A key principle for design and operation of electric infrastructure is to ensure a high level of reliability. One key factor is ensuring there is enough generation available to cover demand peaks. Under the traditional market design of a vertically integrated monopoly utility, sufficient generation capacity is ensured by a regulatory requirement called resource adequacy.
Utilities are required to file resource plans with the state. These plans describe how the utility will serve projected demand peaks and propose any necessary new construction to cover load growth. State regulators review the plans and approve construction of new generation as needed. The costs of new units are put into utility ratebases. Thus, the costs plus a reasonable profit for the utility are paid by customer rates. This process generally works well from a reliability standpoint, and capacity-related power outages have become rare.

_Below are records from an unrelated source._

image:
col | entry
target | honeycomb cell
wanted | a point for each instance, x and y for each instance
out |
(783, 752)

But with the movement to competitive wholesale markets run by an ISO, states that broke up the vertically integrated utility no longer have control over generation construction. New generation is built by merchant generators who only build new units when they believe market power prices will support a solid return for shareholders. And if they make a mistake and build unneeded capacity, shareholders – not ratepayers – are on the hook for unrecovered costs.

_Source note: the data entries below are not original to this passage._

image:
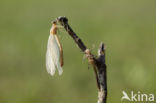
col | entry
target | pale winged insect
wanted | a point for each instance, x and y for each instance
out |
(54, 54)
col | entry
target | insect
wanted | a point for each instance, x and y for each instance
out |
(54, 54)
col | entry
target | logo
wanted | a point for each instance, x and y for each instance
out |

For baseload units that run most hours of the year, competitive markets are friendly. The units run and get paid the market price, which usually provides a profit since the market energy price is determined by the most expensive unit dispatched. The issue becomes more critical when a market requires new peaking units. These units may only run 100 hours out of the year, and in a cool summer they may not run at all. That means if the unit owners are solely dependent upon energy revenues, those units will be losers in many years. While they may make high profits when prices spike during shortages, such opportunities may be few and far between.
The alternative is to provide an additional revenue stream through a capacity market in which generators are paid up front to be available should the market need their capacity at some point during the year. With this revenue stream, new capacity can get financing to build, and shareholders are assured of at least getting some return on their investment.
Regions like PJM, New York, and New England where capacity has been tight have relied on capacity markets. Others that went into deregulation with significant capacity overhangs such as MISO and ERCOT have gotten by with just energy markets. And California, after finding its energy-only market resulted in rolling blackouts, returned to state-run resource adequacy.
So are capacity markets necessary? I’d say that unless you have a market mechanism that allows state-run resource adequacy to ensure capacity, they eventually are necessary. And even where state regulation is available, I’d contend that competitive capacity markets are a better way to ensure capacity than depending on regulators to decide what gets built.